German Federal Chancellor Friedrich Merz will travel to Brussels on Friday to meet with Belgian Prime Minister Bart de Weber and European Commission President Ursula von der Leyen in a bid to lift a block on reparations loans to Ukraine.
A European Commission spokesperson confirmed to Euronews that the three will meet for a private dinner at the Berlaymont building on Friday evening.
A spokesperson for Merz confirmed the trip, noting that a last-minute change of plans prompted the cancellation of the Norway trip.
The sudden move represents Chancellor Merz’s most forceful intervention to turn the bold proposal into reality and highlights the extraordinary stakes of the debate, with an EU summit scheduled in two weeks to take a final decision.
Under an unprecedented plan, the committee will remove the Russian central bank’s inactive assets. Interest-free loan facility For Ukraine.
Kiev will be required to repay the loan only after Russia agrees to compensate for the damage caused by the war of aggression, a virtually unthinkable scenario.
The bulk of the assets, around 185 billion euros, are held at Euroclear, the central securities depository in Brussels. Elsewhere in the bloc there is €25 billion.
This made Belgium the most formidable opponent of the initiative.
Last week, de Wever wrote: a poignant letter He slammed von der Leyen for reparation financing, saying it was “fundamentally wrong” and fraught with “multiple risks” that could cost both Belgium and Euroclear billions of euros.
“Why do we enter unknown legal and financial territory with all its possibilities if we can avoid it?” de Wever wrote.
“I do not commit that Belgium will in any way maintain on its own the risks and exposures arising from (a) compensation financing option.”
De Wever also said the untested project would be an obstacle to the White House’s continued push to forge an agreement between Ukraine and Russia.
“If we proceed too quickly with the proposed reparations financing scheme, the collateral damage would be to effectively prevent the EU from reaching a final peace agreement,” the Belgian prime minister wrote.
political conflict
Mr. de Wever’s views are in direct conflict with those of Mr. Merz, one of the most vocal proponents of the use of stuck Russian assets.

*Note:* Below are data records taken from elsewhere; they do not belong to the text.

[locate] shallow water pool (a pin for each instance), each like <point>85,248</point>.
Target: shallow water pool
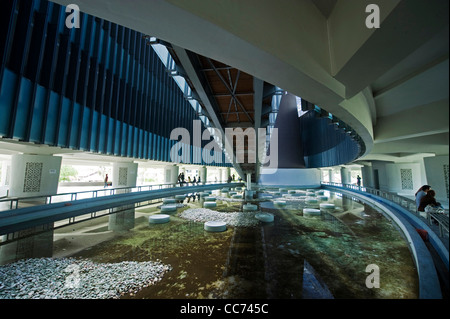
<point>295,256</point>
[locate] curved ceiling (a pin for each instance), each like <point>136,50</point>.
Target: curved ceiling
<point>382,82</point>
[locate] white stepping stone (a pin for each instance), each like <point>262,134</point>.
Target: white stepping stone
<point>264,217</point>
<point>310,200</point>
<point>168,208</point>
<point>279,203</point>
<point>327,206</point>
<point>169,201</point>
<point>311,212</point>
<point>215,226</point>
<point>249,207</point>
<point>209,204</point>
<point>159,219</point>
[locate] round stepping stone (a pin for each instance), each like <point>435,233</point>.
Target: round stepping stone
<point>310,200</point>
<point>215,226</point>
<point>159,219</point>
<point>264,217</point>
<point>168,208</point>
<point>249,207</point>
<point>311,212</point>
<point>276,193</point>
<point>169,201</point>
<point>209,204</point>
<point>327,206</point>
<point>279,203</point>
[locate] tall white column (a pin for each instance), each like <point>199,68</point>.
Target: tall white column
<point>345,175</point>
<point>249,181</point>
<point>34,175</point>
<point>124,175</point>
<point>203,173</point>
<point>171,174</point>
<point>367,176</point>
<point>31,175</point>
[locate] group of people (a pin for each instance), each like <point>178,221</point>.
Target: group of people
<point>426,196</point>
<point>181,179</point>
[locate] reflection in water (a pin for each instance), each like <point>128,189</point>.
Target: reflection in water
<point>292,257</point>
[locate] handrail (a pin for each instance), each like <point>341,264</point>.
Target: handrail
<point>106,191</point>
<point>404,202</point>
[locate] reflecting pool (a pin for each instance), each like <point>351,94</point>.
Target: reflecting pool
<point>298,255</point>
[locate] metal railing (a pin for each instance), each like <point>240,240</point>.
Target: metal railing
<point>14,202</point>
<point>442,219</point>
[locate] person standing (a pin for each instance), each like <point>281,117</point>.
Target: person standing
<point>428,199</point>
<point>421,193</point>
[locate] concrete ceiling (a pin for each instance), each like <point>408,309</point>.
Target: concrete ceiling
<point>389,84</point>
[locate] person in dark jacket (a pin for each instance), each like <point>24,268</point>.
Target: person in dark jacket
<point>428,199</point>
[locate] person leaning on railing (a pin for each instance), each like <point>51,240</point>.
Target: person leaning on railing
<point>420,194</point>
<point>428,199</point>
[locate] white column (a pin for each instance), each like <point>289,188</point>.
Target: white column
<point>367,176</point>
<point>124,175</point>
<point>171,173</point>
<point>203,174</point>
<point>34,175</point>
<point>345,175</point>
<point>31,175</point>
<point>249,181</point>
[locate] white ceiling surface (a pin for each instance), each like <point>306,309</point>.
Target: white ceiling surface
<point>390,84</point>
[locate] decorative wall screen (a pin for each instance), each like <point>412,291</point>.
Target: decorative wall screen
<point>446,180</point>
<point>406,177</point>
<point>123,172</point>
<point>32,180</point>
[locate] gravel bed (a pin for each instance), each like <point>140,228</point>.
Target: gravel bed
<point>237,219</point>
<point>70,278</point>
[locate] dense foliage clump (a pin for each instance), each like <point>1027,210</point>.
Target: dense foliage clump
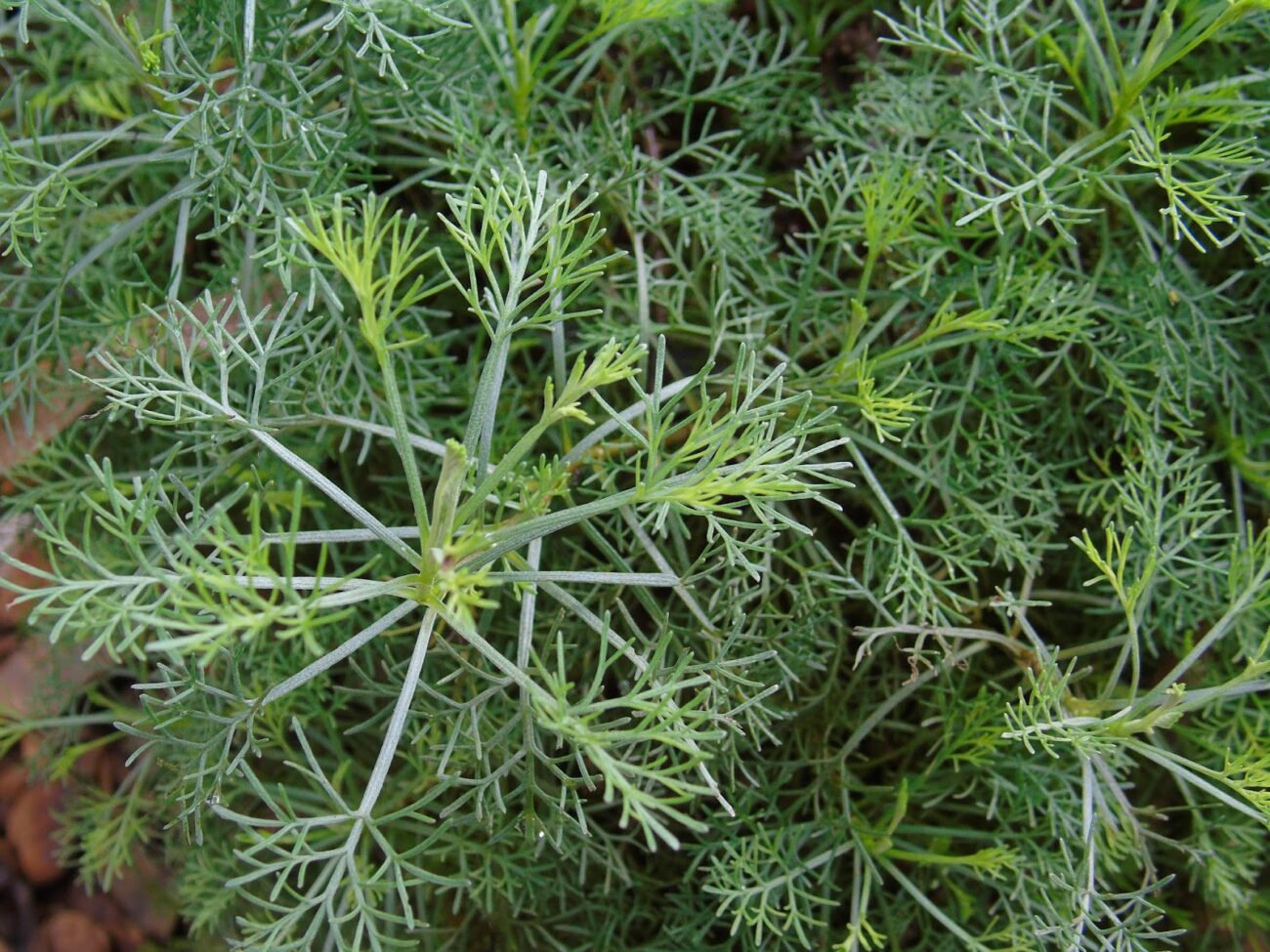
<point>652,475</point>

In an op-ed published Wednesday, Merz argued that all financial risks arising from reparation loans should be “jointly shared” and met by each member state “bearing the risks equally according to their economic capacity.”
“We must first agree politically on these principles and then implement them through legally binding provisions. It is unacceptable for any single country to bear a disproportionate burden,” Merz said.
“We fully understand the Belgian government’s concerns, especially given that the majority of frozen assets are held in Belgium and Brussels cannot rely solely on political guarantees. These concerns must be addressed in the upcoming debate on the legal text. Discussions must begin immediately and be concluded promptly.”
Mr. Mertz also pushed back against Russia and the United States, which sought to use the idled assets for other purposes. their own commercial interests The original 28-point peace plan has since been significantly revised.
“If we are serious about this, we cannot leave it to non-European countries to decide what happens to the financial resources of an aggressor country that are legally frozen in their own currencies within their own rule of law jurisdictions,” he said.
His intervention came as Ms von der Leyen unveiled the legal text needed to establish a reparations loan and begin payments to Ukraine in the second quarter of 2026, when foreign aid is scheduled to dry up.
Von der Leyen offered. Complete warranty This is to protect both Belgium and Euroclear.
The guarantees consist of bilateral contributions by member states, an EU budget backstop, safeguards against legal retaliation, and a new ban on the transfer of sovereign assets to Russia, eliminating the threat of a veto.
“We have built a very strong solidarity mechanism in which the European Union can ultimately intervene, because we want to ensure that all member states, especially Belgium, share the burden in a fair way, which is the European way,” von der Leyen said.
Shortly after her presentation, Belgium’s foreign minister slammed Ms von der Leyen for failing to address her country’s concerns in a “satisfactory manner”.
“We continue to struggle to understand why they would go against the legitimate concerns of member states,” he said.
The EU clock is ticking. EU leaders are scheduled to meet on December 18 for a make-or-break summit to decide how to meet Ukraine’s financial and military needs.
If Belgium’s concerns are not resolved and the reparations loan is scrapped, the EU will have to rely on financial markets to raise 90 billion euros in collective debt.